Luis Carrons, technical director of Spain-based security firm Panda Labs, said North Korea is the most likely suspect.

"Everything's pointing to North Korea," he told AFP. "But it's really only something we can guess. We don't have any real proof."

Carrons also said that unless a website can afford to deploy redundant servers and other expensive defenses, little can be done to fend off DDoS attacks.

"What can you do when 20,000 computers are attacking you and sending you hundreds of requests per second?" Carrons asked.

Ullrich described the event as "a very unsophisticated, simple attack" that got a lot of attention but didn't shut down any critical services.

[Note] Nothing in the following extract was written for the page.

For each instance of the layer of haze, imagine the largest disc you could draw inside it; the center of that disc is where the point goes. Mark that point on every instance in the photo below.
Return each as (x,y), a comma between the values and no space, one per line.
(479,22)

"The real sophisticated attack you never hear about because they're working stealthy, under the radar," he said. "They're either stealing data or compromising data. Those are the attacks that I'm really worried about."

Ben Greenbaum, senior manager for security response at Symantec, said DDoS attacks, by their nature, are fairly unsophisticated.

"The goal is fairly unsophisticated as well -- it's an attempt to render a website or an online resource unusable," Greenbaum said.

Liesyl Franz, vice president for information security and global public policy at trade association TechAmerica, said the attack highlights the need to make cybersecurity a priority.

"Given the preponderance of information networks and systems and the use of the Internet in our everyday lives, throughout our economy and for national security we view it as a national priority to address cybersecurity," she said.

"Fortunately we have seen President (Barack) Obama say the same," she said.

Obama has made cybersecurity a top priority and announced in May that he would name a "cyber czar" to defend against criminal, espionage and hacker attacks on US government and private computer networks.